George Cross is a brilliant detective in the Somerset and Avon police force, based in the Major Crimes Unit (MCU) in Bristol. He is a detective sergeant which surprises some people. Why hasn’t he been promoted at his age, is the question most often asked. The truth is that Cross is very happy with the level he finds himself at. He doesn’t want the extra responsibilities that come with a higher rank. Doesn’t want to be in charge of a team of other police officers. He doesn’t like crowds, not even crowded rooms. He can’t tolerate noise. His people skills are so negligible as to be almost non-existent. These idiosyncrasies and his diffident manner are excused by his superiors because of his astonishing success rate. He has the highest conviction rate in the force – conviction, not arrest. These are cases that have gone to court and resulted in a conviction. This is because Cross is thorough, methodical and doggedly persistent. This means his chains of custody, evidence and procedure are all done by the book. Absolutely. No wiggle room for him. His paperwork is immaculate and the cases he presents are as close to watertight as is possible. He can’t rest until he has discovered the real truth, not the convenient truth. He has a need for justice to be served. This is why a prosecuting barrister will beam from ear to ear if Cross’s name is on his case file. He or she will know that they are already a step ahead of the defence and that their job is to present the facts convincingly to the jury in the way Cross has delivered them. This alone will leave the jury no choice but to convict.
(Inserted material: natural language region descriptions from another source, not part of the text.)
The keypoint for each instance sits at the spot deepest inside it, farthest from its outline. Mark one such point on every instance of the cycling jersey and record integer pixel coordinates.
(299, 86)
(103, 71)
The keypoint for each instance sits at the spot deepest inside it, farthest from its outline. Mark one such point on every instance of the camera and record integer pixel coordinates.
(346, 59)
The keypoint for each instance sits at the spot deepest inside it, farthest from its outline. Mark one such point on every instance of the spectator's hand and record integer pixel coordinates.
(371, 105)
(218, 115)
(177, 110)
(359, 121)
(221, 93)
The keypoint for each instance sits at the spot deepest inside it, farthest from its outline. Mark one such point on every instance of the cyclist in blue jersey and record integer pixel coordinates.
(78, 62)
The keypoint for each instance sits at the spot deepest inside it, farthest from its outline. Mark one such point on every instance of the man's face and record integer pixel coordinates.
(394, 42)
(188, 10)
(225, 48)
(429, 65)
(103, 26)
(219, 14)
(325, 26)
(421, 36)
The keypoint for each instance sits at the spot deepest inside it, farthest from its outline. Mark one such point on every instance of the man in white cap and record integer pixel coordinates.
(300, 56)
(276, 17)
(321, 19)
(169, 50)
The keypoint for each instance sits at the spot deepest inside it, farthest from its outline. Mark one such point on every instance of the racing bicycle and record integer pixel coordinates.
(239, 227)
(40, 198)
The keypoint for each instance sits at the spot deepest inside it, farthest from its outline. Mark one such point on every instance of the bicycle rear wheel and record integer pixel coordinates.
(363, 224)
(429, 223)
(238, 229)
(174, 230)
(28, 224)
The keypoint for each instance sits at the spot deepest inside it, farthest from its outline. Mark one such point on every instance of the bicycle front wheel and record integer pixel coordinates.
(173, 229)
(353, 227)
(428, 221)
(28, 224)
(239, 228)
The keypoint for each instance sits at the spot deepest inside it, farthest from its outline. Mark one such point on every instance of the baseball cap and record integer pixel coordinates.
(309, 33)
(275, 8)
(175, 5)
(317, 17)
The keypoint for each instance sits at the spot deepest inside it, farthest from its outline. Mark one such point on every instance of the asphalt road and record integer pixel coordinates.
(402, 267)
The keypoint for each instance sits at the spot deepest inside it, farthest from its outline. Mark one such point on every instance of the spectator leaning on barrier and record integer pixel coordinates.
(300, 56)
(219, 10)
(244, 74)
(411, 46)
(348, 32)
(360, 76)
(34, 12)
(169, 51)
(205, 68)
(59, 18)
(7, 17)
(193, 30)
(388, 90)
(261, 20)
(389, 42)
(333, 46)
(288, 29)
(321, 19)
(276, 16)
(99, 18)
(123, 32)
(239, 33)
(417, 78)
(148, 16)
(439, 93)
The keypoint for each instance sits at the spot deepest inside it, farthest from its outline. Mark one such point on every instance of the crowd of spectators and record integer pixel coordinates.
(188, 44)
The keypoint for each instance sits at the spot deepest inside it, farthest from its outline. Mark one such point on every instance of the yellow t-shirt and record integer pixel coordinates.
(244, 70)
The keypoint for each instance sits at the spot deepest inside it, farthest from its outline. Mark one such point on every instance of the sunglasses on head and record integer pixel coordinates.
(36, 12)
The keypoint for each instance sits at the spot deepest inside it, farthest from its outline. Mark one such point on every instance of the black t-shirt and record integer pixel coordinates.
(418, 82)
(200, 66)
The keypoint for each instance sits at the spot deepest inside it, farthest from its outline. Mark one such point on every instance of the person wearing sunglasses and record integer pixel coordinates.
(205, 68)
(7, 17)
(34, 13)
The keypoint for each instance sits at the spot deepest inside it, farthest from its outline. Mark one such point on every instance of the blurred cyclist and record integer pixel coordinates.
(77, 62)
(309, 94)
While his colleagues often find him difficult and socially awkward, many of them are getting used to his ways. They come to realise that his way of thinking about a case is completely different to theirs and while difficult to fathom at first, he is invariably successful. They have a lot to learn from him. Not all of them, though. Some positively dislike him.
All of this is because George Cross is on the spectrum. He has Asperger’s syndrome, or Autism spectrum condition as some people prefer to refer to it after the revelation in 2018 of Hans Asperger’s links with the Nazi regime in the second world war. Many of the great detectives we all love, from Dupin to Sherlock and Poirot have something in common, other than just their deductive powers. They are all, to some extent, in my opinion, on the autistic spectrum. I decided my character would also be on the spectrum but unlike the detectives mentioned above it would not only be acknowledged but also central to the way he worked. Autism, particularly Asperger’s, has always interested me. I set about researching it in depth over a period of a couple of years and met world-leading experts in the field. I wanted this to be an accurate portrayal of someone, both socially and at work. Also, of a detective for whom his condition is his gift. He analyses things in a different way to his colleagues around him.
Writing Cross is a challenge because of the way he works. He deals with the evidence in front of him. There are rules for writing him which have to be adhered to. He doesn’t hypothesise or come up with theories regarding a case but is happy to let others do it. He doesn’t have gut instincts about cases. He’s interested in patterns. Patterns of behaviour, patterns of events, patterns of correspondence. But what interests him most is when those patterns are interrupted. When the logic of something is broken he wants to know why. It is often in these small details, that others tend to overlook, that he finds the answers to his cases. It’s precisely because he is so wedded to logic in his own life and his regimented routine that he finds it easy to find the lapses in it in others. His perspective is therefore unique.
I’ve come to love my characters especially Cross. I root for him even when he is at his most confounding and irritating and hope readers will feel the same way.